Not everyone agreed with the new spirit of cross-party front-bench consensus, of course. The lone Tory dissident, David Davis, complained that Ms May was “rushing through” a Bill whose need had been long foreseen. And Labour’s Tom Watson predicted that it would be seen as “a last-minute deal between elites”. But even this had to be balanced against the Tory Philip Hollobone’s praise for Ms May’s protection of “the civil liberties of those of us who do not want to be blown up”. Doubtless unintentionally, he made it sound as though not wanting to be blown up were a minority interest, like Morris dancing or stamp collecting.
Earlier, David Cameron and Nick Clegg saw journalists together as part of a rare emergency intra-coalition truce. A feature of these high-octane security press conferences in coalition is that both men have to speak in turn, so Clegg can translate basically the same answer into Libdemese. So, for example, Clegg emphasised that “this has. Nothing. To do with. The so-called snooper’s charter” (which he had blocked).

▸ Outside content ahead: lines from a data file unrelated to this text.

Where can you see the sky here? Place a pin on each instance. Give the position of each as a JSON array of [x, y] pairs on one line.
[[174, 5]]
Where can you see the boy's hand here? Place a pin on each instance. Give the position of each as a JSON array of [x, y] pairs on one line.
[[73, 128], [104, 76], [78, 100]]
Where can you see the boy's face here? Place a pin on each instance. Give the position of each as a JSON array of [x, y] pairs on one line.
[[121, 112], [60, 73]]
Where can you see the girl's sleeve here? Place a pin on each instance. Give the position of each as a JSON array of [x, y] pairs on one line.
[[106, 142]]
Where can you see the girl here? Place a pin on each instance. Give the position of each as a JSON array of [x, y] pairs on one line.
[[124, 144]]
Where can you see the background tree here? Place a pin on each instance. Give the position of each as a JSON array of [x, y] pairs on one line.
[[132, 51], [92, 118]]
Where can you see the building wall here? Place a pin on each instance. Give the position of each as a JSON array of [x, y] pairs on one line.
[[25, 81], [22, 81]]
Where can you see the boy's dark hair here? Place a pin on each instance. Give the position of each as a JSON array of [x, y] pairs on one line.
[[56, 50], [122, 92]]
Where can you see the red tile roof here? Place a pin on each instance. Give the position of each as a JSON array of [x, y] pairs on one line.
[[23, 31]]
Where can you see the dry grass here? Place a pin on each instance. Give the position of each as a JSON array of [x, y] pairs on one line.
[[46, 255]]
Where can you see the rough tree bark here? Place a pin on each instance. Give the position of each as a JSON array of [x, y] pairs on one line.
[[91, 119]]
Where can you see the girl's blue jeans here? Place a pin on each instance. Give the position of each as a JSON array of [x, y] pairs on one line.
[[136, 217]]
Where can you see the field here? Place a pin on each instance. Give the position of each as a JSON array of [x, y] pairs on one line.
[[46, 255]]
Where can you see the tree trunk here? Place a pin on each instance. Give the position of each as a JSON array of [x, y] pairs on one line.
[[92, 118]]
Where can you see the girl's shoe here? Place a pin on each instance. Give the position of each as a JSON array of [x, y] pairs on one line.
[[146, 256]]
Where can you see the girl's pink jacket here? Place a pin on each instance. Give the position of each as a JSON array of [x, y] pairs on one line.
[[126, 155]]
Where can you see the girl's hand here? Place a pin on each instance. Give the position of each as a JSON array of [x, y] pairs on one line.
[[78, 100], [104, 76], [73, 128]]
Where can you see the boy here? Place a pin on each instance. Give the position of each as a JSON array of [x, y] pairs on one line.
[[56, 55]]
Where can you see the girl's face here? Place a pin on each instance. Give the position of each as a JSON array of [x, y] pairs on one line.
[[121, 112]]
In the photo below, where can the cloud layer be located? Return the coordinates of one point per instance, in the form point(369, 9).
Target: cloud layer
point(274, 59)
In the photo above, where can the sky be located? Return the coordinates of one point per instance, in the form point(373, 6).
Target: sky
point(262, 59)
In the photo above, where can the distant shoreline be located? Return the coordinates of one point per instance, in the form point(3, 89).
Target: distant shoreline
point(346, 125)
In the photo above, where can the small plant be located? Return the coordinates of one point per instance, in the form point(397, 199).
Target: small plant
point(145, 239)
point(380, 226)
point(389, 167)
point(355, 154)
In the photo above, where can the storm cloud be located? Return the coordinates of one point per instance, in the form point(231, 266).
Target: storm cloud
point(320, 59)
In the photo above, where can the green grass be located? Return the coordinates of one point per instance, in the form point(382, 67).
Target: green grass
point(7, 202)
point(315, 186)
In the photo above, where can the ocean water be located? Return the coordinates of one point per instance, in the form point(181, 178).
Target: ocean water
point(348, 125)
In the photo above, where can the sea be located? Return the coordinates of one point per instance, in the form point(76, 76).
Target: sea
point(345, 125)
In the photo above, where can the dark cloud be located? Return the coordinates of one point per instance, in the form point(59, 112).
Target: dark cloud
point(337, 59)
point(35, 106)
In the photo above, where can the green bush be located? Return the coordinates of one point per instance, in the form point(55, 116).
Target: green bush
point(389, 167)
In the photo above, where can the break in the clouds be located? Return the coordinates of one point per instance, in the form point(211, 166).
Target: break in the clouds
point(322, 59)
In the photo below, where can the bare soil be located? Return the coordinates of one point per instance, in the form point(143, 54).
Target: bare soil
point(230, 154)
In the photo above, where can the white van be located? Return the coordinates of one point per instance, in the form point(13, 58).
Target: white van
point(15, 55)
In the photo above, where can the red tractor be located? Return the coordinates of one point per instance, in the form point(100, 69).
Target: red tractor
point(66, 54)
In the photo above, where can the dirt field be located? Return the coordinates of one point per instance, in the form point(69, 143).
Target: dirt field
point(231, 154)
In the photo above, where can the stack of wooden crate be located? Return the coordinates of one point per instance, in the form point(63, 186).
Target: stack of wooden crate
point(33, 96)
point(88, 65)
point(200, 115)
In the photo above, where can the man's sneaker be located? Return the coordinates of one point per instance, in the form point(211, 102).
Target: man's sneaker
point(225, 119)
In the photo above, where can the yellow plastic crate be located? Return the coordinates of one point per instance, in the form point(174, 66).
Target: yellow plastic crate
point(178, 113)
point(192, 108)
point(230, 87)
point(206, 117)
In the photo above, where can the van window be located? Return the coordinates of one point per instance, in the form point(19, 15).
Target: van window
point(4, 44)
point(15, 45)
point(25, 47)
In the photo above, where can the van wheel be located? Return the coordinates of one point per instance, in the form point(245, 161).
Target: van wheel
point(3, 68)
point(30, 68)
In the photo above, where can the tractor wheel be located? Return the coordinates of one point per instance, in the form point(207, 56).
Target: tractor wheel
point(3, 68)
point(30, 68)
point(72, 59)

They agreed the Bill was now needed to maintain checks on “terrorists, paedophiles and criminals”, as Cameron repeatedly put it. But there seemed to be differences on what both men kept calling – bafflingly for those who may have temporarily forgotten the Regulation of Investigatory Powers Act 2000 (Ripa) – “the ripper review”. Post-Snowden revelations, the Lib Dems and Labour seem to want the two-year review to lead, as Yvette Cooper put it, to “safeguards ... needed to make sure people’s privacy is protected in an internet age.” Whereas Ms May wants a “wider review about the powers we need against the threat context we have.” Powers, in other words, to maintain the blanket year-long internet trail known to critics as the “snooper’s charter”.
Ms May’s last question was asked by the Tory (Colonel) Bob Stewart. Except, actually, it wasn’t a question at all but a portentous declaration that “I believe we have a duty to pass this fast-track legislation quickly”. Yes Bob. That’s the general idea. Or is a second-reading debate on Tuesday and all done by Thursday not fast enough for you?